For more information, visit https://cellbxhealth.com/.

 

The Company's LEI is 213800BY11K6W3NMS374

 

This announcement should be read in its entirety. In particular, the information in the "Important Notices" section of the announcement should be read and understood.


Important Notices

 

This announcement and the information contained herein is not for release, publication or distribution, directly or indirectly, in whole or in part, in or into or from the United States (including its territories and possessions, any state of the United States and the District of Columbia (the "United States" or "US")), Australia, Canada, Japan, the Republic of South Africa, any member state of the EEA or any other jurisdiction where to do so might constitute a violation of the relevant laws or regulations of such jurisdiction.

 

This announcement is for information purposes and does not constitute an offer to sell or issue or a solicitation of an offer to buy or subscribe for the securities referred to herein in the United States, Australia, Canada, Japan, the Republic of South Africa, any member state of the EEA or any other jurisdiction in which such offer or solicitation is or may be unlawful.

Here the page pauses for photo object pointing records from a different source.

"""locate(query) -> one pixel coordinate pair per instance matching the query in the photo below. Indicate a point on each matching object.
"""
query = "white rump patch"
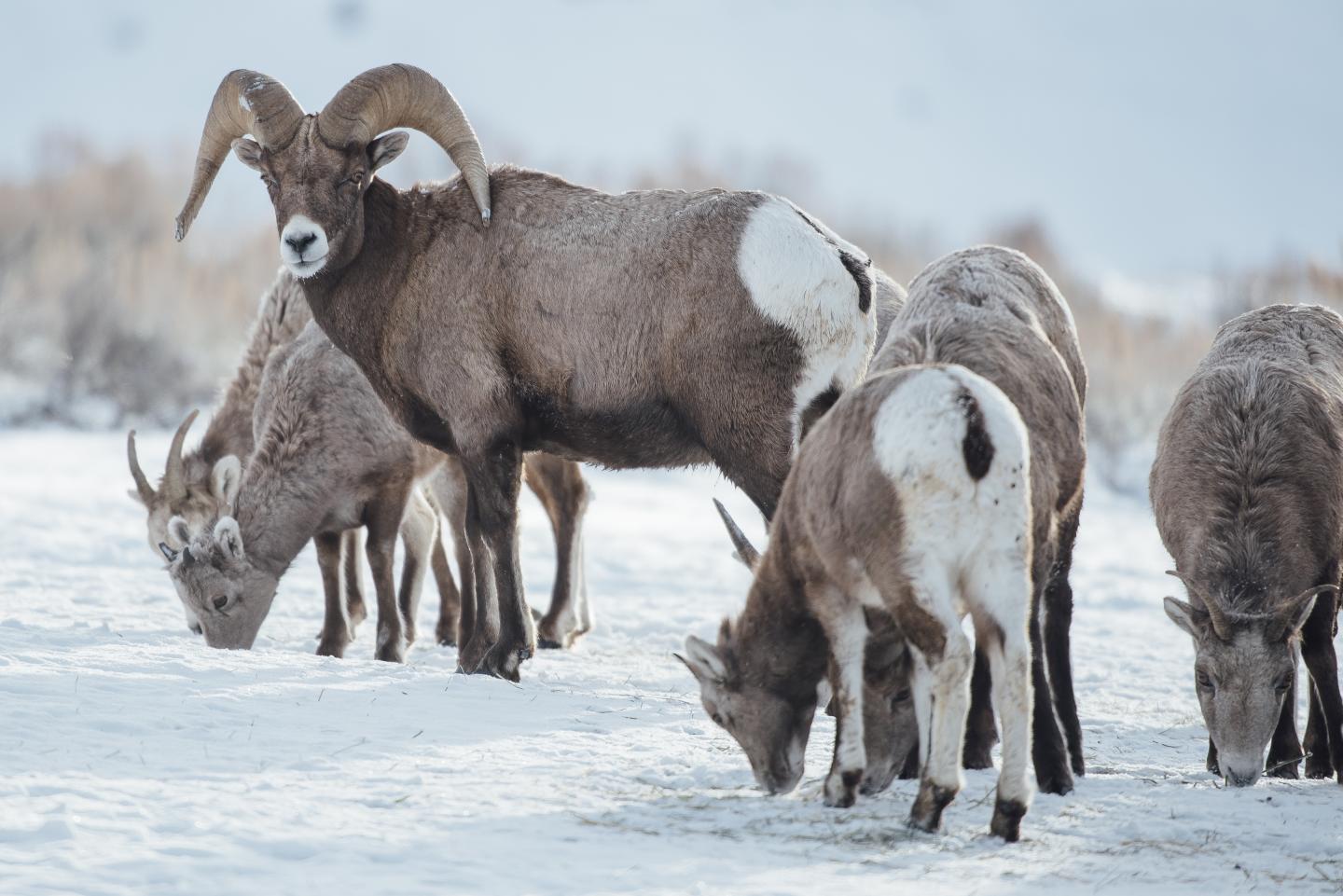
(919, 438)
(796, 280)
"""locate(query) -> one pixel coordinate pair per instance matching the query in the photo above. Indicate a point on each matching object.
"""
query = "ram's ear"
(225, 480)
(386, 149)
(249, 152)
(704, 661)
(229, 538)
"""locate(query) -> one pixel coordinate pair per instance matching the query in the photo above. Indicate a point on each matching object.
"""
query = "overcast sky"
(1153, 139)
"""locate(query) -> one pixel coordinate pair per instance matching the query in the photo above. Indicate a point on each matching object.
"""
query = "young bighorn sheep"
(995, 311)
(1248, 492)
(510, 310)
(328, 460)
(909, 497)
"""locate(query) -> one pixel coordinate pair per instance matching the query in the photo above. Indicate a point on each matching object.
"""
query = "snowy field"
(136, 761)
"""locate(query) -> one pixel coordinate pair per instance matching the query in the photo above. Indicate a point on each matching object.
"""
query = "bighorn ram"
(909, 497)
(510, 310)
(995, 311)
(1248, 492)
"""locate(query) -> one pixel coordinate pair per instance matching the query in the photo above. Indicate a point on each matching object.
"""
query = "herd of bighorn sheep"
(918, 459)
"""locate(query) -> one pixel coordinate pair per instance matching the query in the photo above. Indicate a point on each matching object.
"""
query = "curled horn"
(146, 492)
(246, 103)
(745, 551)
(174, 482)
(402, 96)
(1221, 627)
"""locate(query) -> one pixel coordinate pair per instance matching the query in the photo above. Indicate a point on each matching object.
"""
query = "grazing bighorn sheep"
(998, 313)
(328, 460)
(510, 310)
(1248, 492)
(909, 497)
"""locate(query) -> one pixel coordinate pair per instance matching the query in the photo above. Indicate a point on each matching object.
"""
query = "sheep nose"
(298, 242)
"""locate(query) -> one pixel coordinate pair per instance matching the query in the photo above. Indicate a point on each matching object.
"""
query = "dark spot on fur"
(858, 270)
(976, 447)
(818, 407)
(856, 266)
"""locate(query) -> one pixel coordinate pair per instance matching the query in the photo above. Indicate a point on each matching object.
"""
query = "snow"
(137, 761)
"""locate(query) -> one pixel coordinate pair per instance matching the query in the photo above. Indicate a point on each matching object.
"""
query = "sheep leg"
(420, 535)
(980, 732)
(457, 609)
(336, 627)
(1285, 746)
(942, 658)
(846, 630)
(383, 520)
(1059, 622)
(561, 488)
(1322, 663)
(1318, 764)
(1000, 593)
(494, 482)
(353, 551)
(1047, 749)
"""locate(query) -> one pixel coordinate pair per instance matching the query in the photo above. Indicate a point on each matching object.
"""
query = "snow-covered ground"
(136, 761)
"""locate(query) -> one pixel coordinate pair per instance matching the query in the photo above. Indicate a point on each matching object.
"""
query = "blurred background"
(1170, 164)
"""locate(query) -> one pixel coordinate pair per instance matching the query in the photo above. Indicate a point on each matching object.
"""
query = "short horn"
(402, 96)
(1221, 627)
(745, 551)
(174, 481)
(246, 103)
(146, 492)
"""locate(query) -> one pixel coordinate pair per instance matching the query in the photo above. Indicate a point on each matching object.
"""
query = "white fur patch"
(313, 255)
(954, 521)
(796, 280)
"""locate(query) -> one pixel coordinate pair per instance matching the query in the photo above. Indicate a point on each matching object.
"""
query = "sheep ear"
(225, 480)
(179, 531)
(247, 152)
(229, 538)
(386, 148)
(1186, 617)
(704, 661)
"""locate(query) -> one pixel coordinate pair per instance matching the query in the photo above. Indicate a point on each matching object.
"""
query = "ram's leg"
(1322, 663)
(494, 481)
(1285, 747)
(1059, 622)
(846, 630)
(942, 660)
(420, 535)
(383, 518)
(1000, 595)
(336, 629)
(561, 490)
(980, 732)
(1318, 764)
(353, 554)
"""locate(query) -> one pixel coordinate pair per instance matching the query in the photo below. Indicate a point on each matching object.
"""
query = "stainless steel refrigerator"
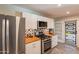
(8, 44)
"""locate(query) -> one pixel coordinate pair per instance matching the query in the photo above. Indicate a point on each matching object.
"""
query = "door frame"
(75, 30)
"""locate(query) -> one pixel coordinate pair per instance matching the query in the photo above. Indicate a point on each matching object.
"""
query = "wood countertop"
(31, 39)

No public offer of the securities referred to herein is being made in any such jurisdiction. Subject to certain exemptions, the securities referred to herein may not be offered or sold in Canada, Australia, Japan or the Republic of South Africa or to, or for the account or benefit of any national resident or citizen of Canada, Australia, Japan or the Republic of South Africa. The securities referred to herein have not been and will not be registered under the US Securities Act of 1933, as amended, (the "Securities Act") or the securities laws of any other jurisdiction of the United States, and may not be offered, sold or transferred, directly or indirectly, in the United States absent registration under the Securities Act or an available exemption from, or in a transaction not subject to, the registration requirements of the Securities Act and the securities laws of any other jurisdiction of the United States.

 

The distribution of this announcement may be restricted by law in certain jurisdictions and persons into whose possession any document or other information referred to herein comes should inform themselves about and observe any such restriction. Any failure to comply with these restrictions may constitute a violation of the securities laws of any such jurisdiction.

 

Cavendish is authorised and regulated in the United Kingdom by the Financial Conduct Authority, is acting exclusively for the Company and for no-one else and will not regard any other person (whether or not a recipient of this announcement) as its client in relation to the transactions and arrangements described in this announcement and will not be responsible to anyone other than the Company for providing the protections afforded to its clients, nor for providing advice in connection with the contents of this announcement and the other arrangements referred to in this announcement.

 

The value of Ordinary Shares and the income from them is not guaranteed and can fall as well as rise due to stock market and currency movements. When you sell your investment, you may get back less than you originally invested. Figures refer to past performance and past performance is not a reliable indicator of future results. Returns may increase or decrease as a result of currency fluctuations.

 

Neither the content of the Company's website (or any other website) nor the content of any website accessible from hyperlinks on the Company's website (or any other website) is incorporated into or forms part of this announcement. The Retail Offer Shares to be issued or sold pursuant to the Retail Offer will not be admitted to trading on any stock exchange other than the London Stock Exchange.